Note that this property is lock centric: we can maintain a set of states for each lock: those states that concern only that lock. This is the idea in indexing. We can use the lock id as key in a mapping from keys to sets of states. This is done by overriding the key method in the Monitor class (something the user has to do explicitly). This method has the type:

def key(self, event: Event) -> Optional[object]

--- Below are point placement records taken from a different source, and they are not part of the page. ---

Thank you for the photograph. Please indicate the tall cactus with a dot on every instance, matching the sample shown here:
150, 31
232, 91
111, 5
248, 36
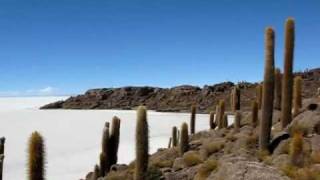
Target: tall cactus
184, 139
287, 79
220, 113
277, 88
237, 121
235, 95
297, 97
211, 120
254, 114
268, 91
105, 153
174, 136
142, 145
193, 119
259, 95
114, 140
36, 157
2, 142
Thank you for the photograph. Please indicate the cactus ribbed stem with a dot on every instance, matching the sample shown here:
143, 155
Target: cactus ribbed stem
254, 114
211, 121
184, 139
297, 97
174, 137
287, 79
193, 119
268, 91
36, 159
142, 145
277, 88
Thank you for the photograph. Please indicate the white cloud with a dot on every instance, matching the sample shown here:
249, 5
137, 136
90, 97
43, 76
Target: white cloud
46, 91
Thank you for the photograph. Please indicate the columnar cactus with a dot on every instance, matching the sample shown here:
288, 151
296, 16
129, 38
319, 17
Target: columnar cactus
2, 142
225, 121
237, 121
297, 99
254, 114
259, 95
105, 153
268, 91
36, 157
174, 137
235, 96
193, 119
277, 88
211, 120
220, 113
184, 139
287, 79
95, 174
114, 140
142, 145
296, 150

This function takes an event as argument and returns an optional index of type object (any index can be used). It's default return value is None. The function can be overridden as follows for our example (note that it may be a good idea to separate out the definition of key from the actual monitor: we achive modularity and potential reuse of the key function for other monitors):

class LockMonitor(Monitor):
    def key(self, event) -> Optional[object]:
        match event:
            case Acquire(_, lock):
                return lock
            case Release(_, lock):
                return lock
            case ReleaseAll():
                return None

The key method here extracts the lock from the event and turns it into the key. This now means that all events concerning a specific lock are fed to only those states concerned with that lock. Note that ReleaseAll is mapped to None. This has as effect that this event is sent to all states, independent of their key. This is exaxtly what we want: all locks should be released.

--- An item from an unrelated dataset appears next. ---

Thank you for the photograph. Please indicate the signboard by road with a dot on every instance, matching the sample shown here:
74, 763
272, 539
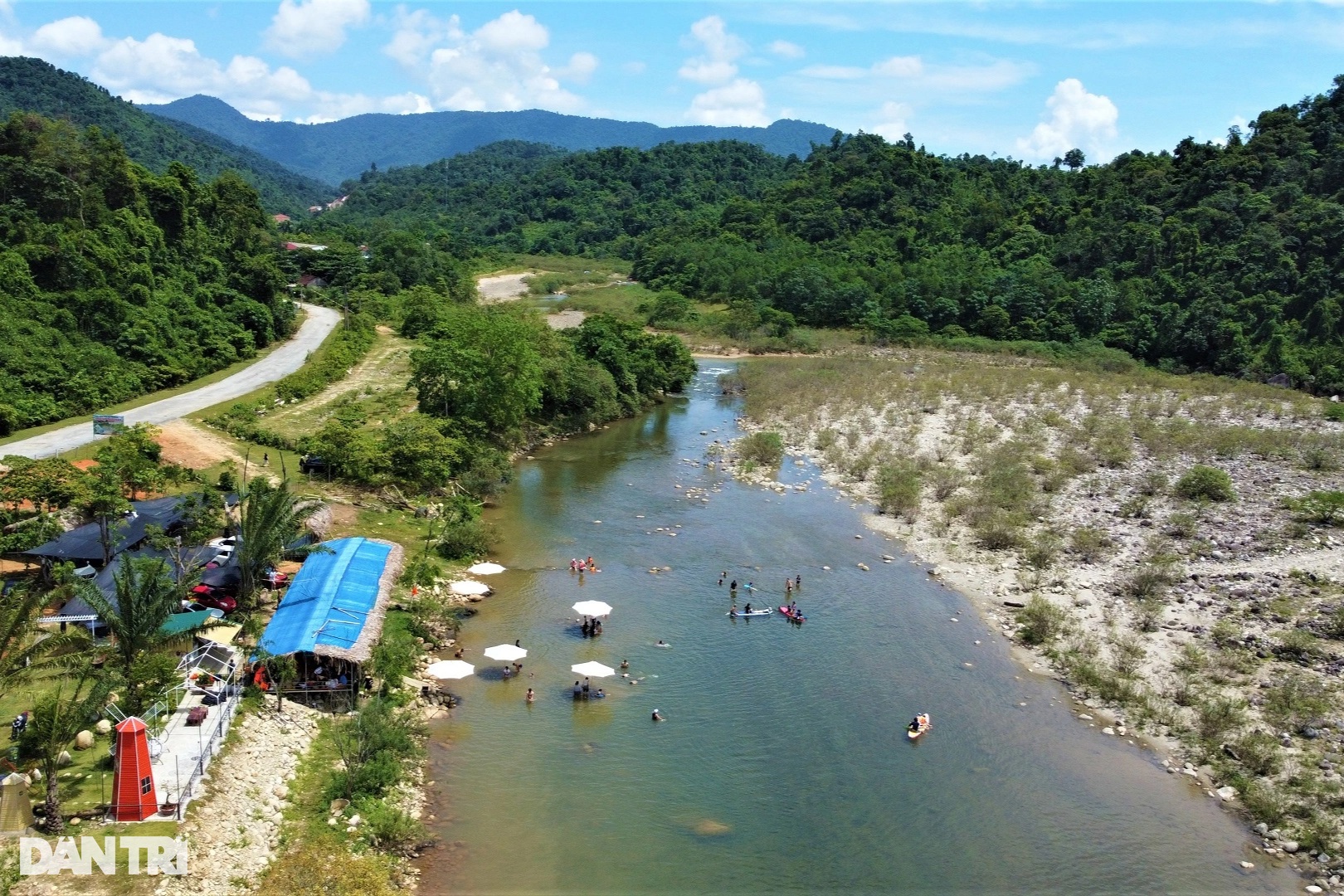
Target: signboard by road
108, 423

One should be careful with the definition of the key method (similarly to how one has to be careful when defining the method hashCode and equals in Java).

The monitor itself now becomes as follows, extending the LockMonitor class. It is the same as before, except for extending the LockMonitor class and addition of ReleaseAll as a way of releasing all locks.

class AcquireRelease(LockMonitor): # <--- extending LockMonitor
    def transition(self, event):
        match event:
            case Acquire(thread, lock):
                return self.Locked(thread, lock)

    @data
    class Locked(HotState):
        thread: str
        lock: int

        def transition(self, event):
            match event:
                case Acquire(_, self.lock):
                    return error('lock re-acquired')
                case ReleaseAll() | Release(self.thread, self.lock): <--- ReleaseAll
                    return ok

The way indexing works is that on the arrival of an event there are two scenarios:

  1. the key of the event is None. In this case the event is applied to the main set of states and to all the indexed states (if there are any).
  2. the key of the event is not None. In this case there are two sub-cases:
  • the key has not been encountered before. In this case the event is applied to each state in the main set. The resulting set of states is then stored in the hash table with the key as index. The main set is not updated.
  • the key has been encountered before. In this case there is an entry in the hashmap and the event is applied to the states in the corresponding state set.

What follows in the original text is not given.